More than 160 years since Dr. Ignaz Semmelweiss made the connection between hand disinfection and puerperal, or childbed fever, some modern men and women refuse to believe germ theory applies to them. ABC News reports that the American Society for Microbiology conducted surveys in five American cities to see who is washing up after using the facilities. They found that “67 percent of people washed with soap and water and then dried their hands. The cleanest people were in Chicago, where 83 percent washed, followed by 80 percent in San Francisco and 64 percent in New Orleans and Atlanta. Women were generally more likely than men to wash.” Way to perpetuate a stereotype, dudes.

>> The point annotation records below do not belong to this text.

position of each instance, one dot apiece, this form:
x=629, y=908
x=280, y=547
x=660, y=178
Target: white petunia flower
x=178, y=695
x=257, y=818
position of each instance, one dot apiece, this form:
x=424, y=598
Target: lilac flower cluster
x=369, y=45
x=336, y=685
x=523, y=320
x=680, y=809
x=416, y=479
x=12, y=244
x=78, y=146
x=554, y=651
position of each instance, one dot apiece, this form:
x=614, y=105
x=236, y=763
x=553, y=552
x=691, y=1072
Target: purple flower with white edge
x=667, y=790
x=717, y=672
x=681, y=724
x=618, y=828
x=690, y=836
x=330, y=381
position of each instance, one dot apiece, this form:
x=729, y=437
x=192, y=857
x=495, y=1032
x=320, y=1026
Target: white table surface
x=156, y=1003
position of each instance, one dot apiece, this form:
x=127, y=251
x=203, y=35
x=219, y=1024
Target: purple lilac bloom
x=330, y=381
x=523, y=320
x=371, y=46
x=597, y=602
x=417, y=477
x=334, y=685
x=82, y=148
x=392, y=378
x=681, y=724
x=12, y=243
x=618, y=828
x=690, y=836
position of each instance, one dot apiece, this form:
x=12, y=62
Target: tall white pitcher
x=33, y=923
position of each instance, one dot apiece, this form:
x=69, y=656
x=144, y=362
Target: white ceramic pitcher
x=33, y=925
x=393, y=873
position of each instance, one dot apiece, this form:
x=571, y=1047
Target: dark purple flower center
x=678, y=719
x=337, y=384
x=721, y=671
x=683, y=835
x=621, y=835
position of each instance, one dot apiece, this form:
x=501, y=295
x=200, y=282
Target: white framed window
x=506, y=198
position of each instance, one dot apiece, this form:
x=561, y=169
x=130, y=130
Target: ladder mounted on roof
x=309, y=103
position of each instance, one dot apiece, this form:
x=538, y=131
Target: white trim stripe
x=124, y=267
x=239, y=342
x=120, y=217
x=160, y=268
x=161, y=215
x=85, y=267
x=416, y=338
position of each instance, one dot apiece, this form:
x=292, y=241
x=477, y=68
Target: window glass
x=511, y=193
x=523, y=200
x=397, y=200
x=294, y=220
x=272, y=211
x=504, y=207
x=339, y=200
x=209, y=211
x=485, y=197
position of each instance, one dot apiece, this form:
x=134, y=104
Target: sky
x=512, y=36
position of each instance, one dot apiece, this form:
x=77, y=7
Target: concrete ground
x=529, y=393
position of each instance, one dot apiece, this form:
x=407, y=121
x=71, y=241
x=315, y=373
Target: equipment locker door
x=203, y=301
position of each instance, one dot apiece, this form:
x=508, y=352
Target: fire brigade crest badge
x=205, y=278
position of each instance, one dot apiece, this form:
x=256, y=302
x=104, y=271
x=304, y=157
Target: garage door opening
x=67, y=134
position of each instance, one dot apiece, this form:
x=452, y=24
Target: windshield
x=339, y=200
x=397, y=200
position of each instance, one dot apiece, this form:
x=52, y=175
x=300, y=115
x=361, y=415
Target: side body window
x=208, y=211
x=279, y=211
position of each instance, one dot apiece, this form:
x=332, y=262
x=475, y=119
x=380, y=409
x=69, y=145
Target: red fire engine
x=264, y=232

Other than getting the flu vaccine, the No. 1 precaution everyone can take to reduce the spread of disease is to wash their hands. Warm water, soap, 20 seconds and you have done your part to not be a menace to society.

For further incentive to wash, I regret to inform you my kids are ratting you out. You have been warned. Just to be clear, I did not ask them to do this. But lately my daughter has been emerging from public restrooms sadly shaking her head. This is followed by her morosely intoning that she has observed something “really, really gross.” What follows is a run down of who washed properly, who ineffectually used only water and those dangerous, irresponsible and disgusting women who did not bother to wash at all.

Anti-vaxxers are sadly misguided, but before you cast the first stone, go wash your hands.